- 2nd Panzergrenadier Division insignia
- Active: 1 July 1956 – 31 March 1994
- Country: Federal Republic of Germany
- Role: Mechanized infantry
- Size: Division
- Part of: German III Corps
- Nicknames: Hessische Division, Die Zwote

= 2nd Panzergrenadier Division =

The 2nd Panzergrenadier Division (2. Panzergrenadierdivision) was a West German mechanized infantry formation. It was part of the III Corps of the Bundeswehr, which also incorporated in 1985 the 5th Panzer Division and 12th Panzer Division. III Corps was part of NATO's Central Army Group (CENTAG), along with the Bundeswehr's II Corps and the American V and VII Corps. In the wake of military restructuring brought about by the end of the Cold War, the 2nd Panzergrenadier Division was disbanded in 1994.

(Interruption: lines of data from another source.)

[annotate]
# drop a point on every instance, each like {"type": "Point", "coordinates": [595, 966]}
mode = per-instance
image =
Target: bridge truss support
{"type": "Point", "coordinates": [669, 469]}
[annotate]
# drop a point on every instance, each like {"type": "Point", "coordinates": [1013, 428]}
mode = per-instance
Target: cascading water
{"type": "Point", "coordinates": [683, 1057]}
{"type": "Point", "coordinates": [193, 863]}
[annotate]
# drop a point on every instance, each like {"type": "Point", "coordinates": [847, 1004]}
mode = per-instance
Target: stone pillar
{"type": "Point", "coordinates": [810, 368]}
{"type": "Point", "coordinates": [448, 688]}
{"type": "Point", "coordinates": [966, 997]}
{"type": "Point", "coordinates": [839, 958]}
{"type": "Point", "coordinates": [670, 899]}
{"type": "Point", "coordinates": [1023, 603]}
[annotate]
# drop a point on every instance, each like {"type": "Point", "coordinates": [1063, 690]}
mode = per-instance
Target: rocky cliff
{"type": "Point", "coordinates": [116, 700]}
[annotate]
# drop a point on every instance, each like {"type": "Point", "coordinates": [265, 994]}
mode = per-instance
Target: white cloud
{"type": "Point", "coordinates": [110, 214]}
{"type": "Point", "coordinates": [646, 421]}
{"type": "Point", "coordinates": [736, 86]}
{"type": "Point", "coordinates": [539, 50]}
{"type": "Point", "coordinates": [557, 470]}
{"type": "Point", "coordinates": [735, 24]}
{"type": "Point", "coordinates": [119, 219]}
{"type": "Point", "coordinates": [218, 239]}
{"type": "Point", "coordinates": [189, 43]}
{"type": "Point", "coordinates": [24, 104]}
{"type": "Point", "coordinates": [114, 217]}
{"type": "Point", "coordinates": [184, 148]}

The division was constituted as the 2nd Grenadier Division in Kassel on 1 July 1956 as part of the II Corps (then called "Army Staff II") of the Bundeswehr. At that time, it commanded the "A2" and "B2" battle-groups. In 1957, the division was subordinated to the German III Corps and one year later it received a third battle-group, "C2". The battle-groups later became the 6th Panzer, 5th Panzergrenadier, and 4th Panzergrenadier Brigades. As part of an army reorganization in 1959, the division was renamed the 2nd Panzergrenadier Division and division headquarters was quartered at Marburg.

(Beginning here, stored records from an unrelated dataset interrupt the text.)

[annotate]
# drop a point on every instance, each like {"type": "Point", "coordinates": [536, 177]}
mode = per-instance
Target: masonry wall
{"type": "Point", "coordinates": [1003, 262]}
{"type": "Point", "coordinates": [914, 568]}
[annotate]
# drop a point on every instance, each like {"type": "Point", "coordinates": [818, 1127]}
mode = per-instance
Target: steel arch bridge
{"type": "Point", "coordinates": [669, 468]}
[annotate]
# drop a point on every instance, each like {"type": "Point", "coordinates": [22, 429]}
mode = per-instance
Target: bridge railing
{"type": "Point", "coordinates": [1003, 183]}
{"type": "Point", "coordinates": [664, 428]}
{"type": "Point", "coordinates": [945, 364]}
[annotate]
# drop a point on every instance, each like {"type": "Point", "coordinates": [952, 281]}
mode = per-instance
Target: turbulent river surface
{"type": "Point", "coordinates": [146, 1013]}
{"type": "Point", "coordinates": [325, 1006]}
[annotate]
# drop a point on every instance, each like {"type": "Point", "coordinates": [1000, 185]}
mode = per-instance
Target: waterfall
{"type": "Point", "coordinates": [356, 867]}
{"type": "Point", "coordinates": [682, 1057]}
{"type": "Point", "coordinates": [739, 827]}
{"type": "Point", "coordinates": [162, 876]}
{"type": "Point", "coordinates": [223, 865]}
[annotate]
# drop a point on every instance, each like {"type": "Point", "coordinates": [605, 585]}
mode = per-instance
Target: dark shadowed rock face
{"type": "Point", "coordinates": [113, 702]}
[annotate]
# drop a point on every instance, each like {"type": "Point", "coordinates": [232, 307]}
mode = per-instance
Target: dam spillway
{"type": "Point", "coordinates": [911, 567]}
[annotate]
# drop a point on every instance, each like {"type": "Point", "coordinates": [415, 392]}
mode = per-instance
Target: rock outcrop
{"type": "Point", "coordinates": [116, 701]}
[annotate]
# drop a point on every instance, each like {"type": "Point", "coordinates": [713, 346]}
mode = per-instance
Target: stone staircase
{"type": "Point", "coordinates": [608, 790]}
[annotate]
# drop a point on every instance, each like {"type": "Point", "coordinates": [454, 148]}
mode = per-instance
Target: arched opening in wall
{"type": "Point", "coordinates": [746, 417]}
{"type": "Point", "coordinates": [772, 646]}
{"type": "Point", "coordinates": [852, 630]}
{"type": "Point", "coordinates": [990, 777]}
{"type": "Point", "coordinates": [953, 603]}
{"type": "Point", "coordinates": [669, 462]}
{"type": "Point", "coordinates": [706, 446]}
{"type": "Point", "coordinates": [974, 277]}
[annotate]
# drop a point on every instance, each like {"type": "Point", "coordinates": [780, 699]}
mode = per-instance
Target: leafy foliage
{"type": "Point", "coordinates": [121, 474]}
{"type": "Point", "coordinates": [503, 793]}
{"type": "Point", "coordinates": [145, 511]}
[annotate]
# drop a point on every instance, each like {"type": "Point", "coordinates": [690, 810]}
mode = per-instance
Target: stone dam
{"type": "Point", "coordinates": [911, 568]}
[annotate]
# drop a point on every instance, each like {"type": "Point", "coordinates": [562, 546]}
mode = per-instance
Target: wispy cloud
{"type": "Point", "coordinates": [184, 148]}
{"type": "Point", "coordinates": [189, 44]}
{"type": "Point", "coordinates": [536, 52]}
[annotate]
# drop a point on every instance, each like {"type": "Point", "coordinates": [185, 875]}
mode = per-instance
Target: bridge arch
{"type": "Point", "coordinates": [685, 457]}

In 1970, the division was renamed the 2nd Jäger (light infantry) Division. In 1974, the division headquarters was moved back to Kassel. The division once again became the 2nd Panzergrenadier Division in 1980. Following the end of the Cold War, the 2nd Panzergrenadier Division was disbanded in 1994.

==Commanders==

| Nr. | Name | Start of command | End of command |
|---|---|---|---|
| 15 | Wolfgang Estorf | 1991 | 1994 |
| 14 | Hans Grillmeier | 1987 | 1991 |
| 13 | Carl-Helmut Lichel | 1984 | 1987 |
| 12 | Manfred Fanslau | 1981 | 1984 |
| 11 | Werner Schäfer | 1979 | 1981 |
| 10 | Fritz von Westermann | 1976 | 1979 |
| 9 | Carl-Gero von Ilsemann | 1971 | 1976 |
| 8 | Rolf Juergens | 1970 | 1971 |
| 7 | Ernst Ferber | 1967 | 1969 |
| 6 | Werner Drews | 1964 | 1967 |
| 5 | Klaus Müller | 1961 | 1964 |
| 4 | Ottomar Hansen | 1960 | 1961 |
| 3 | Alfred Zerbel | 1958 | 1960 |
| 2 | Friedrich Foertsch | 1957 | 1958 |
| 1 | Otto Schaefer | 1956 | 1957 |

== Literature ==
- Erinnerungsbuch 2. Panzergrenadierdivision, Herausgeber: 2. Panzergrenadierdivision (Major i. G. Dr. phil. Gert-Detlef Feddern), erschienen beim Verlag Moritz Diesterweg, Frankfurt am Main, 1962
- 2. Panzergrenadierdivision/Die "Zwote"/Eine Chronik der Geschichte der "Hessischen Division", 1. Auflage 1994, Herausgeber: Kameradschaft 2. Panzergrenadierdivision e. V.